First off, I defined my path type: a string of given length.
#define MAX_PATH_LEN 200 /* sigh */
typedef char t_path[MAX_PATH_LEN];
Then I wrote some code that does the actual massaging, attempting to avoid side effects -- just to keep things fool proof.
typedef struct {
t_path next;
t_path remainder;
} t_path_next
t_path_next path_walk_into(t_path path) {
t_path_next output;
t_path my_next, my_remainder = "/";
strncpy(my_next, path, MAX_PATH_LEN);
strsep(&my_next, my_remainder);
output.remainder = my_remainder;
output.next = my_next;
return output;
}
gcc, however, is not impressed.
badp#delta:~/blah$ gcc path.c -Wall
path.c: In function ‘path_walk_into’:
path.c:39: warning: passing argument 1 of ‘strsep’ from incompatible pointer type
/usr/include/string.h:559: note: expected ‘char ** __restrict__’ but argument is of type ‘char (*)[200]’
path.c:41: error: incompatible types when assigning to type ‘t_path’ from type ‘char *’

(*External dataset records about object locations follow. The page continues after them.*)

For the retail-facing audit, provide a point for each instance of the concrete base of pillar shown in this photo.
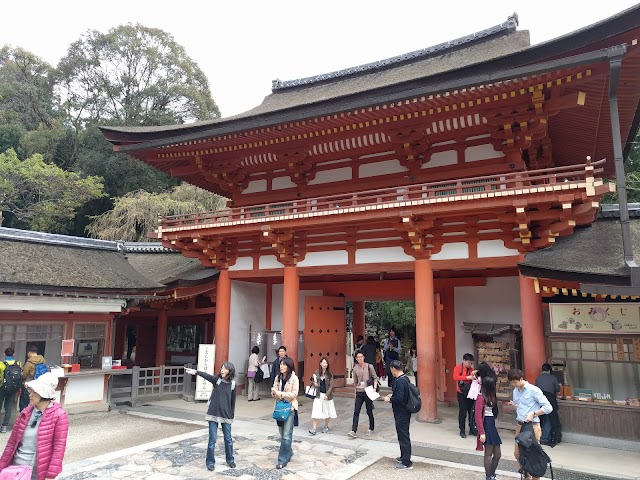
(435, 422)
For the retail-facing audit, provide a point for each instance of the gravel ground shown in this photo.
(94, 434)
(385, 470)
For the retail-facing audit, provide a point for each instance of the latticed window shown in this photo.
(35, 332)
(89, 331)
(478, 188)
(444, 193)
(600, 350)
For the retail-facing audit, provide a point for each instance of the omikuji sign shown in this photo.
(616, 318)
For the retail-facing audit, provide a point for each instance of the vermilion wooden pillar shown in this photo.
(426, 340)
(121, 333)
(161, 337)
(533, 344)
(358, 320)
(290, 312)
(223, 319)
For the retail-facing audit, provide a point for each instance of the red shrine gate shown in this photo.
(439, 169)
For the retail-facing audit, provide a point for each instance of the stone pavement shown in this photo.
(438, 451)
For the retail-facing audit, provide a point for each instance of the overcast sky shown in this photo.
(243, 45)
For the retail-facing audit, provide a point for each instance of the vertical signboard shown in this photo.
(206, 358)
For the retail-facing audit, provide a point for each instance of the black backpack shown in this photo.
(414, 404)
(533, 460)
(259, 376)
(12, 377)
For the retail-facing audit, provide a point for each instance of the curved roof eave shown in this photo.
(141, 138)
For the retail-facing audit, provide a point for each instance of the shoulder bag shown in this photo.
(282, 409)
(465, 385)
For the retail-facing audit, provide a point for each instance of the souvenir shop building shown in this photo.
(138, 303)
(427, 176)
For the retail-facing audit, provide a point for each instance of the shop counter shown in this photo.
(600, 419)
(86, 390)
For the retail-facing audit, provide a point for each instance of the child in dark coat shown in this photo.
(222, 406)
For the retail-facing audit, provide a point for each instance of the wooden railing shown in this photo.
(503, 182)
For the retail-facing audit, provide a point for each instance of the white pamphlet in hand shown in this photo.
(371, 393)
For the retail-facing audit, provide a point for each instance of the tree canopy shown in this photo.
(133, 75)
(40, 195)
(135, 214)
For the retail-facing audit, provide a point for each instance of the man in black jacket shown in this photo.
(399, 399)
(275, 366)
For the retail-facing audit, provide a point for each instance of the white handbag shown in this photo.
(474, 390)
(311, 391)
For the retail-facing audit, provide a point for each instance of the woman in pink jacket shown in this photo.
(39, 437)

path.c:42: error: incompatible types when assigning to type ‘t_path’ from type ‘char *’
I am baffled by the note -- how are char ** and char (*)[200] really different -- but the error is even weirder. I want to assign a variable I declared t_path in a field of type t_path, but I don't get to.
Why is that?
For anybody interest here's the correctly working version of the function:
t_path_next path_walk_into(t_path path) {
t_path_next output;
t_path my_path, delim = "/";
char* my_path_ptr = my_path;
strncpy(my_path, path, MAX_PATH_LEN);
strsep(&my_path_ptr, delim); //put a \0 on next slash and advance pointer there.
if (my_path_ptr == NULL) //no more slashes.
output.remainder[0] = 0;
else
strncpy(output.remainder, my_path_ptr, MAX_PATH_LEN);
strncpy(output.next, my_path, MAX_PATH_LEN);
return output;
}
The errors: You can't directly assign to an array, such as a string, in C. You need to copy char by char, or call str(n)cpy, which does it for you.

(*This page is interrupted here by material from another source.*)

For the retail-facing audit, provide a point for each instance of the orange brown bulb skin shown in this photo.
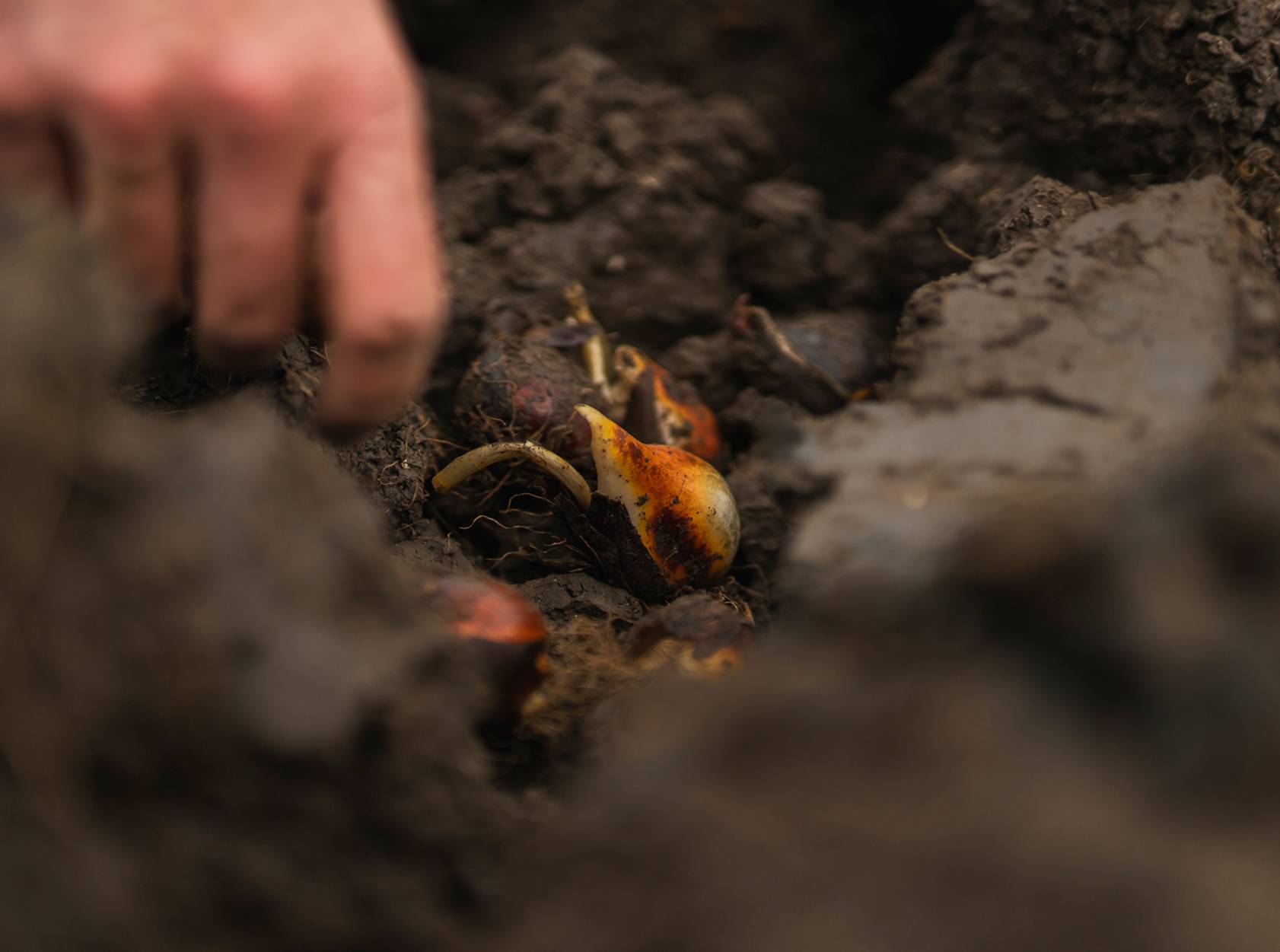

For the warning : you are probably already aware that array may decay to pointer. That is, for example, what makes an array acceptable as an argument to a function where a pointer is expected. In your case, what you have is a pointer to an array : there is no reason for such a thing to get converted to a pointer to pointer.
For the record, the C99 standard says (6.3.2.1/3) :
Except when it is the operand of the sizeof operator or the unary & operator, or is a
string literal used to initialize an array, an expression that has type ‘‘array of type’’ is
converted to an expression with type ‘‘pointer to type’’ that points to the initial element of
the array object and is not an lvalue.
You're in the context of a unary & : no conversion for you.
For the error : it has already been answered, but array assignment is not directly possible. You might want to use strcpy or strncpy.